Affordance, Signifiers and Feedback

When speaking in relation to web development practises, the term “affordance” refers to the clues, hints, and other indications that a designer features in their product that guides the user on what they are capable of doing. Take for example a mug in the real world. It features a handle, can hold liquids and has a large opening on the top of it. The mugs affordances is that the user can lift the mug and also drink out of it. These aspects of the mug are what it is designed to do, and it is designed in a way the user, through familiarity and simplicity, knows immediately how to use it. This pattern the user obtains to deal with a repeated situation with a common solution, such as immediatly knowing how to use a mug,  is known as User Experience patterns.

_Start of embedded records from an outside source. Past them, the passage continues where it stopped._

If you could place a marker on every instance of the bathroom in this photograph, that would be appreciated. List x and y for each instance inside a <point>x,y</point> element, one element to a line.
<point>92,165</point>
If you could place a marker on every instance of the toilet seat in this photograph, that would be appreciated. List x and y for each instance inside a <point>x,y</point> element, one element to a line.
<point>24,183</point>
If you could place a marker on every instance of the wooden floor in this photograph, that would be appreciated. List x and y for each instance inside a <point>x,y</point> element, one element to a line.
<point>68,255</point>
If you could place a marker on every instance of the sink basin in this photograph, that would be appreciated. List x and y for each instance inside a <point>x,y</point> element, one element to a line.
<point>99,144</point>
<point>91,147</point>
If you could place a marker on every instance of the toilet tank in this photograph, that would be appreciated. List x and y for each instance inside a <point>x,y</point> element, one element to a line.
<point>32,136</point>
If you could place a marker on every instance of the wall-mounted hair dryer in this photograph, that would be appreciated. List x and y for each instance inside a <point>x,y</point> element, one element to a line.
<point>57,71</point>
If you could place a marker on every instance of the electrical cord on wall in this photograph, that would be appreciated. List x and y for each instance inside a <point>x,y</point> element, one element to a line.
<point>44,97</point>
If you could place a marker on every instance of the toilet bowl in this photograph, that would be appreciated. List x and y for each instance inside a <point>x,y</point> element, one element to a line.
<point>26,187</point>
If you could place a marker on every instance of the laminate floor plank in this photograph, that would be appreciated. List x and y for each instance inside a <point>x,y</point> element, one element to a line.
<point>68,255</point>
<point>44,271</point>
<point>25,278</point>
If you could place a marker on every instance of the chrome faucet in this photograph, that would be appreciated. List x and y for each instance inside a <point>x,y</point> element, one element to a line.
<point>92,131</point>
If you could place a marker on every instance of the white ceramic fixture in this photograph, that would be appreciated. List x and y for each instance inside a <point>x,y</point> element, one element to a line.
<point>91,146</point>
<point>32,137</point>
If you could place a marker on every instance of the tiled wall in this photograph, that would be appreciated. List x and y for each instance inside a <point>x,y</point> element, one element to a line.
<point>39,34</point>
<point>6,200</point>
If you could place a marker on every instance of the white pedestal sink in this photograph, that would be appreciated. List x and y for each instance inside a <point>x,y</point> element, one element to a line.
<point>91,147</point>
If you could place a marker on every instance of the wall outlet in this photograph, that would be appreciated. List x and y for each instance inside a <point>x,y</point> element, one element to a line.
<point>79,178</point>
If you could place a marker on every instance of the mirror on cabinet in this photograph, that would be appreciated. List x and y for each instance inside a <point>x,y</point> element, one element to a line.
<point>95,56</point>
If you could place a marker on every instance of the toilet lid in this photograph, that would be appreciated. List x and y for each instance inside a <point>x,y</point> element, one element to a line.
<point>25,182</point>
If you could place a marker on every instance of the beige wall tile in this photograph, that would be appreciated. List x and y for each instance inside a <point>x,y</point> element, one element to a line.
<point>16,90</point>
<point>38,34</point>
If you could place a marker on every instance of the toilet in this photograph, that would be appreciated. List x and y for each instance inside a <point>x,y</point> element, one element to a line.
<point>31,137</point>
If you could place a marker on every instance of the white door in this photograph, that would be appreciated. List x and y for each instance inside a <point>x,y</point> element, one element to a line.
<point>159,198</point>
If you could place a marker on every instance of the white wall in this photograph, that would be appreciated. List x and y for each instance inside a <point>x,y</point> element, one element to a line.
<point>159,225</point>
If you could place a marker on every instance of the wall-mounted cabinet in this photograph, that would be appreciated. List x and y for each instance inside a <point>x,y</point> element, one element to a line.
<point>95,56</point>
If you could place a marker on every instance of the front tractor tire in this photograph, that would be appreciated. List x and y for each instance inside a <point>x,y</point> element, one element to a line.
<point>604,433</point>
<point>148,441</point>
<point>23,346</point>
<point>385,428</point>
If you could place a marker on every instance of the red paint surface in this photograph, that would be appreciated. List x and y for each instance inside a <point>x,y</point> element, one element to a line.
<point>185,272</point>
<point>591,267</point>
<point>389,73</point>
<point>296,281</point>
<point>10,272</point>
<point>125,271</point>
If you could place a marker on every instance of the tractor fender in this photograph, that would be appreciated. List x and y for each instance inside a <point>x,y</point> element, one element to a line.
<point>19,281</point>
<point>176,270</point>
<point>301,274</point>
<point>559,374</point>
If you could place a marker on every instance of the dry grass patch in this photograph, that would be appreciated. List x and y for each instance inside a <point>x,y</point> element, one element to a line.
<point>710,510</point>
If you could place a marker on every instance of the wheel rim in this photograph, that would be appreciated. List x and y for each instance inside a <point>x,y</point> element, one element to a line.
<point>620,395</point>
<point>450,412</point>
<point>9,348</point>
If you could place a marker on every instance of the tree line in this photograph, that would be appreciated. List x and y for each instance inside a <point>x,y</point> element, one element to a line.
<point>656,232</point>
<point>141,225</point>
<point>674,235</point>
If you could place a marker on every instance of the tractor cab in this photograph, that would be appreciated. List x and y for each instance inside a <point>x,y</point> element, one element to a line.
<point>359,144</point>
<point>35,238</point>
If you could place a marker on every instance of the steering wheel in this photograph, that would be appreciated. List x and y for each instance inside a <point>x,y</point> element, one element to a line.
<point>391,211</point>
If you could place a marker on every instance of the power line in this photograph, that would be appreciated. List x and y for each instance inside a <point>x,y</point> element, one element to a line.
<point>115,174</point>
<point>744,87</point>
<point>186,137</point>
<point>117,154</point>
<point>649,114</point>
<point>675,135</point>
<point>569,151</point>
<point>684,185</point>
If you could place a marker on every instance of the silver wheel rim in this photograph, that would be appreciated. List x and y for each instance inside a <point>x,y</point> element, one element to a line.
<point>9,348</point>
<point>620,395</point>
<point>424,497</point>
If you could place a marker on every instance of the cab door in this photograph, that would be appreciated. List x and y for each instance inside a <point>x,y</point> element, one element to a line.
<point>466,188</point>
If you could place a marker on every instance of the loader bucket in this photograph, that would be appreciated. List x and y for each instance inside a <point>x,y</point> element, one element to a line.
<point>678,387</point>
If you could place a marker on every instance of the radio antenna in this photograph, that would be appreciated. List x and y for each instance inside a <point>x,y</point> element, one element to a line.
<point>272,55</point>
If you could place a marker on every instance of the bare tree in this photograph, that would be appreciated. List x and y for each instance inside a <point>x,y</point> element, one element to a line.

Referring to the example of the mug when speaking about affordance, let’s take that thinking onto the digital side of things. Affordance may seem a bit pointless and simple at first when using the concept in web design, but essentially it is about setting up a familiar and clear enviroment that the user can use effectively without hassle or confusion to its full capabily. For instance, your including a form on your website and featuring a “submit” button to it. It could just be designed without any features and be plain, boring text. As it does not have the apperance of a usual clickable submit button, the user of your sight may not be able to notice the submit option right away, or even question what it accually does, causing the user to think about the process beforehand. For affordances to work efficiently, it is intergrated with  another, similar aspects, know as signifiers.

In web design, signifiers are characteristics of a specific element are are used to highlight to the user of the product the affordance of that object. In reference to the mug example from earlier, if the mug is featured without a handle, users to not have the affordance of them being able to pick it up. On the other hand, if a handle is featured on the mug, users get an immediate and clear indication that the mug can be lifted. On the digital side of things, if the designer adds a blue container around the “submit” text and makes the text white in color, the user of the product knows right away what to select to submit their information. Having the cursor, or even a specific event, change when the user hovers over the submit button is another influencal way to signify an object is interactable.


A dynamic method of testing the efficiency of the affordances and signifiers of a product is through the feedback given by the user. Commonly refered to as visabilty or usability feedback, this method allows designers to review what and how a specific items on a webpage is being interacted with and which of those elements require some kind of improvement. As the user is extremely unlikely to find a UX issue with your product, take a snapshot of it, and send you an email detailing the issue, using the right tools to provide the users visual feedback can save your users, your design and development team and yourself a lot of hassle. As everyone has access to the same information in real-time, there is no need to waste time sending information on issues and performance of the webpage to one another, causing conflicting data or “Chinese Whispers”, elimating issues like miscommunication,  and easily being able to resolve a bug and recognise where it originated to begin with.

These tools, such as Optimizely, work by comparing the statictics between two version of the webpage, one with the usabily correction and one without, and gives an account at how effective or ineffective the UX resolution made was by analysing the users’ interaction with the elements on the webpage. This process is known as A/B, or Split, testing.